Türkiye’nin Endişeleri Giderilecek mi?
Bu işin sonu nereye varacak? Kimilerine göre varacağı yer 3. Dünya Savaşı. Kimilerine göre ise düşük yoğunlukla da olsa daha uzun yıllar sürecek bir savaş kapıda. Hatta tüm Avrupa’ya yayılma ihtimali de var bu savaşın. Abdullah Demircioğlu ile Dünya Gündemi...
Ukrayna-Rusya krizinden bahsediyoruz. Üç ayını dolduran Ukrayna-Rusya savaşı uzadıkça cevapları aranan sorulara yeni sorular ekleniyor. Belirsizlik daha da artıyor. Malum, krizin patlak vermesinin gerekçesini Rusya, NATO’nun doğuya doğru genişlemesi olarak göstermişti. Bunu kendi güvenliği açısından tehdit olarak tanımlıyordu Moskova yönetimi. Soğuk Savaş sonrası NATO’nun, doğuya doğru yayılmayacağı sözünü tutmadığını söyleyen Putin, Batı dünyasına karşı meydan okuyarak NATO üyeliğinde ısrar eden, bir anlamda batının özellikle de ABD ve İngiltere’nin dolduruşuna gelen Zelenski yönetimine karşı kendi tabiriyle “özel operasyon” başlattı.
Ukrayna şehirlerini ağır bombardıman ile tarumar eden, milyonlarca Ukraynalıyı Avrupa’ya göçe zorlayan, binlercesini de katleden Rusya, çantada keklik gördüğü Ukrayna ordusuna karşı arzu ettiği hedefe hâlâ ulaşabilmiş değil. Bunda Batı dünyasının Ukrayna’ya sağladığı silah ve istihbarat yardımları kadar Rus ordusu ve generallerinin beceriksizliğinin de payının yüksek olduğunun altı çiziliyor askeri uzmanlarca.

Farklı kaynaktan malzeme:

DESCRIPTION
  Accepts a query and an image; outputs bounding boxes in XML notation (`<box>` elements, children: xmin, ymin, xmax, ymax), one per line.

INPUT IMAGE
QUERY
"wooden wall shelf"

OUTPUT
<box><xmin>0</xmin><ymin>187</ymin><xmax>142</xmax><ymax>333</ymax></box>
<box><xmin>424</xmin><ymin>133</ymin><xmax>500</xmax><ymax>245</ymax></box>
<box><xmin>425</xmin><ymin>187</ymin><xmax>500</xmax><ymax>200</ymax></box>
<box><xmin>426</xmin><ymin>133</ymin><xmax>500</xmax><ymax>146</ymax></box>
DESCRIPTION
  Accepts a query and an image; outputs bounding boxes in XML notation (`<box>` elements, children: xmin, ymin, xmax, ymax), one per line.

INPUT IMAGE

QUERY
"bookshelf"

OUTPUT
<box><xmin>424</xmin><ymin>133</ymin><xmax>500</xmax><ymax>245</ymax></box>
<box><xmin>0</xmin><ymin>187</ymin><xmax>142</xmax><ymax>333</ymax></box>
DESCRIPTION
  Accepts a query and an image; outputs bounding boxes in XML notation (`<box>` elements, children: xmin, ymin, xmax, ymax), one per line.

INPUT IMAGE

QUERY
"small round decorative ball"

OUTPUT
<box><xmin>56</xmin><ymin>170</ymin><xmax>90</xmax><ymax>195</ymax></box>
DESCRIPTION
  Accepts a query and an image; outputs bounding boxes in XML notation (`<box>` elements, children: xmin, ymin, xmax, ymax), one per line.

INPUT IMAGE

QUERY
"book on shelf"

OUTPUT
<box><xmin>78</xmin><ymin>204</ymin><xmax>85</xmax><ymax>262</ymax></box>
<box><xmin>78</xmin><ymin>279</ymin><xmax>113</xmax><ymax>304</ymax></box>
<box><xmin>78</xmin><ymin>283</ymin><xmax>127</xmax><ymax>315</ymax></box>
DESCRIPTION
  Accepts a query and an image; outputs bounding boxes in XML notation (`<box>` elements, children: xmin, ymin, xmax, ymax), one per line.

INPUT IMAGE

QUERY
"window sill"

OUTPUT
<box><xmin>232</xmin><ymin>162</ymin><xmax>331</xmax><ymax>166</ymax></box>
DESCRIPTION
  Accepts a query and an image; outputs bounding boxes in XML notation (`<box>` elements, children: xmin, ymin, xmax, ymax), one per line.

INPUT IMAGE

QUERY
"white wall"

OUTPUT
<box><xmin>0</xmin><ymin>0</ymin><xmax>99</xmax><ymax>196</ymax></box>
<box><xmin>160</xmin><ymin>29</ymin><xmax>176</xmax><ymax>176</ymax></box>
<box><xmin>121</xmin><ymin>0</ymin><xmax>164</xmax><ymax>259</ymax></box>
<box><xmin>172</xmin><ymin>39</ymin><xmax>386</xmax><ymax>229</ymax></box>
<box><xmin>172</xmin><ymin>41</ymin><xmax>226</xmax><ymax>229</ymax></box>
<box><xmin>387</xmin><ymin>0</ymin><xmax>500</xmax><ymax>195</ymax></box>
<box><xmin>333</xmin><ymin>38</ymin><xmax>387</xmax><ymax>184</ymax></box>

“Üzerime fazla gelmeyin, nükleer silahlarımı kullanmak zorunda kalırım” şeklindeki tehdit dolu mesajları da Batı dünyasının Ukrayna’ya verdiği desteği ve dahi Rusya’yı izole etmeye yönelik yaptırımları durdurabilmiş değil. Üstelik NATO, yayılmacılığını sürdürüyor. Ukrayna’nın başına gelenlerden ders çıkartmayan Finlandiya ve İsveç, 200 yıldır sürdürdükleri tarafsızlık ilkesini bir kenara bırakıp Rusya’nın yayılmacı tehdidine karşı daha güvende olacağını düşündükleri NATO’nun güvenlik şemsiyesi altına girmek için resmi anlamdaki ilk adımı attılar. Şayet Türkiye engelini aşabilirlerse onlar da sürekli genişleyen ittifakın yeni üyeleri olacaklar.
Peki çokça güvendikleri NATO’nun o “güvenlik şemsiyesi” Rusya’nın “sürpriz” olarak nitelediği hamlelerine karşı Finlandiya ve İsveç’i koruyabilecek mi? Putin’in “sürpriz” dediği o hamle ne olacak acaba? Rusya’nın kuzeyden de kuşatılması Avrupa’yı çok daha güvenli hale mi getirecek yoksa çok daha riskli hale mi? Bekleyip göreceğiz.
Tabi bu sorulardan önce Finlandiya ve İsveç, NATO’nun güvenlik şemsiyesi altına girebilmek için Türkiye’yi ikna edebilecekler mi sorusunun cevabının netleşmesi lâzım. Finlandiya ve İsveç, Cumhurbaşkanı Erdoğan’ın ifadesiyle “terör örgütlerinin kuluçka merkezi” tanımlamasına son derece denk düşen iki ülke. Teröre destek konusunda her iki ülkenin sicilleri bir hayli kabarık. Para, silah, siyasi destek velhasıl ellerinden ne geliyorsa yağdırıyorlar terör örgütüne. Türkiye’ye parasıyla vermedikleri silahları terör örgütüne verecek kadar bir Türkiye karşıtlığı söz konusu. Özellikle İsveç’in PKK dosyası bir hayli kabarık.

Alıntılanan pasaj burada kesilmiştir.